We use pytest.mark.parametrize to collapse related scenarios into a single test function rather than writing near-duplicate tests. If two tests share the same arrange/act structure and only differ in inputs and expected outputs, they become one parametrized test. If the setup differs significantly between cases, they stay separate.

N+1 query prevention

List views and other views that render collections are parameterised with item_count values of 1 and 3 and wrapped in django_assert_num_queries with a literal integer. This ensures the query count stays constant regardless of data size — when a middleware, signal, or queryset change adds queries, the test breaks early.

Running tests

Run tests with:

just test

Standard pytest flags all work:

  • just test -k <pattern>: run only tests matching a name pattern. Working on CfP views? just test -k cfp_submit.

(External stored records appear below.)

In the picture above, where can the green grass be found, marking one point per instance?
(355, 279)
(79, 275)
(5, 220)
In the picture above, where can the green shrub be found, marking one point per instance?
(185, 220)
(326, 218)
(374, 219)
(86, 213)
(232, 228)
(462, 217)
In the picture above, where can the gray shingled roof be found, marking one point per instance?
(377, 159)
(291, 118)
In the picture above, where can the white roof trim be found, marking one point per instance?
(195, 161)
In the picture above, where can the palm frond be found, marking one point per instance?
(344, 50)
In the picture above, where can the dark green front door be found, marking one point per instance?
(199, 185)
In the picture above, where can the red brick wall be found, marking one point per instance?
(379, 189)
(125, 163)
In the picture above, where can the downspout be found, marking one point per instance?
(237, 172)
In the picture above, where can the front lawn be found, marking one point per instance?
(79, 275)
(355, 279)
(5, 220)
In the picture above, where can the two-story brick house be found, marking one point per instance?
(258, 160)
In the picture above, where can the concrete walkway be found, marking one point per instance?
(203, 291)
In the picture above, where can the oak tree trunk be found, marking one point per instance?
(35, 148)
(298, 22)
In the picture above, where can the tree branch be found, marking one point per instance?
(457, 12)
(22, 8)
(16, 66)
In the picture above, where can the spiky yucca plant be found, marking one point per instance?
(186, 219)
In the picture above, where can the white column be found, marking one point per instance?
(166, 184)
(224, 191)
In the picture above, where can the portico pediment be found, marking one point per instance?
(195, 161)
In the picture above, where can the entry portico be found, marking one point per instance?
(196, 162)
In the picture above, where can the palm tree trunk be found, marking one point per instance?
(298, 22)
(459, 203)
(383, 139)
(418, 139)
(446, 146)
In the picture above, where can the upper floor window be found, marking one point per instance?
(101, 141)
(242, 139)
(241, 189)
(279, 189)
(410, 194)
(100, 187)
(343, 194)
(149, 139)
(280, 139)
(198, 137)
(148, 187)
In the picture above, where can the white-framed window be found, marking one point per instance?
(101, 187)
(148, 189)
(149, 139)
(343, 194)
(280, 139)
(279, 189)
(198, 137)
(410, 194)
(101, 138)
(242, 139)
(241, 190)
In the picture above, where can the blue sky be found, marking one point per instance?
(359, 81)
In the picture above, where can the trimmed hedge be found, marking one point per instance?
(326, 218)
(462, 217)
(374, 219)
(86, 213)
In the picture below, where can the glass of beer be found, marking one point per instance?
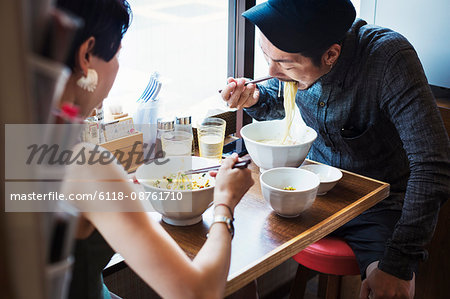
(211, 133)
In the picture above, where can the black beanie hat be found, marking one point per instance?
(295, 26)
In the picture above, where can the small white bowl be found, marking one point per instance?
(177, 207)
(328, 175)
(289, 203)
(268, 156)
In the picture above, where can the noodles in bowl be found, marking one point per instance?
(180, 199)
(264, 144)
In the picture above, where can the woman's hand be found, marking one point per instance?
(237, 95)
(231, 183)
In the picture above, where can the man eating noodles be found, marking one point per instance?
(363, 89)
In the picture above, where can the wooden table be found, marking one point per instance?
(264, 240)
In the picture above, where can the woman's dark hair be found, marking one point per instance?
(105, 20)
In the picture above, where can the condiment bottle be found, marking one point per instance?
(184, 123)
(163, 126)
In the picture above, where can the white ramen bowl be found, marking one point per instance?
(289, 203)
(328, 176)
(180, 207)
(268, 156)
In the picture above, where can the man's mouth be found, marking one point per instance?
(286, 79)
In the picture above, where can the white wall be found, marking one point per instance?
(426, 24)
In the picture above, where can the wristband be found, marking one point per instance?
(223, 219)
(229, 209)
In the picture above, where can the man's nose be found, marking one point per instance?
(274, 69)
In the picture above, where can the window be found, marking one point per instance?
(183, 40)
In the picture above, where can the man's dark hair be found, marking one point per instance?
(316, 54)
(105, 20)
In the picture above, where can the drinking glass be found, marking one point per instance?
(211, 133)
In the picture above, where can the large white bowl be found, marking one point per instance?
(328, 176)
(289, 203)
(268, 156)
(182, 207)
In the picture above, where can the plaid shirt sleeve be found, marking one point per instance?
(408, 102)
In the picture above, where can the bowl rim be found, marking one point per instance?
(141, 181)
(323, 166)
(310, 140)
(288, 191)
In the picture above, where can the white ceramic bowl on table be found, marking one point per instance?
(289, 203)
(328, 176)
(182, 207)
(268, 156)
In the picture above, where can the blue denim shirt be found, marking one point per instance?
(375, 115)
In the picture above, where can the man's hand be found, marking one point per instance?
(380, 284)
(237, 95)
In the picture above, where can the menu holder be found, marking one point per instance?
(124, 147)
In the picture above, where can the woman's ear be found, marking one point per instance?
(331, 55)
(84, 55)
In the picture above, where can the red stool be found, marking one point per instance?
(331, 256)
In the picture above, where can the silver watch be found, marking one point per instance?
(224, 219)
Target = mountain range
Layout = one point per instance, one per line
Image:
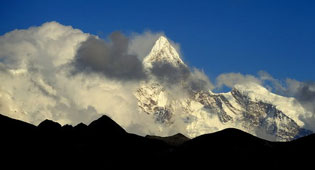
(248, 106)
(103, 144)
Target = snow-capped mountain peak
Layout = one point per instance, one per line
(163, 52)
(248, 106)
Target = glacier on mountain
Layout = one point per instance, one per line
(248, 106)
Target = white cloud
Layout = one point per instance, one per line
(37, 83)
(231, 79)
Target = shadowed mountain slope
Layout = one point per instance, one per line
(103, 143)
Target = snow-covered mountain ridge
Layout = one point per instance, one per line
(249, 107)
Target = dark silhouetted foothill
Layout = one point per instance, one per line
(104, 144)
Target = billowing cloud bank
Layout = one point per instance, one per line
(60, 73)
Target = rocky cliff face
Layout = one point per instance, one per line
(205, 112)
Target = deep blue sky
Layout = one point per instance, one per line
(217, 36)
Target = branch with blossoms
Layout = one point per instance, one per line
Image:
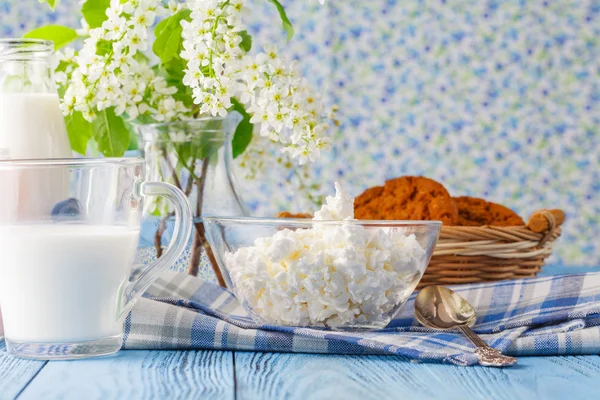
(205, 67)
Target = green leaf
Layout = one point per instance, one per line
(60, 35)
(110, 133)
(287, 25)
(243, 133)
(168, 43)
(94, 12)
(246, 43)
(51, 3)
(79, 131)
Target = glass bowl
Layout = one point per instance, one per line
(339, 275)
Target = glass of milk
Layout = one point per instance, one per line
(67, 279)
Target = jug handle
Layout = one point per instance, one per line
(132, 291)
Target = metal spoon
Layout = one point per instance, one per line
(438, 307)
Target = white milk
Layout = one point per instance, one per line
(61, 283)
(32, 126)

  • just test --lf: re-run only tests that failed last time.

  • just test -x: stop at first failure.

  • just test --no-header -rN: minimal output, useful when running the full suite.

  • just test tests/schedule/: run all tests for one app.

  • just test -m "not e2e": run all tests except for e2e tests.

Note

For faster runs, just test-parallel uses multiple CPU cores (with an optional NUM parameter to specify the number of threads, or leave empty for an automatic choice).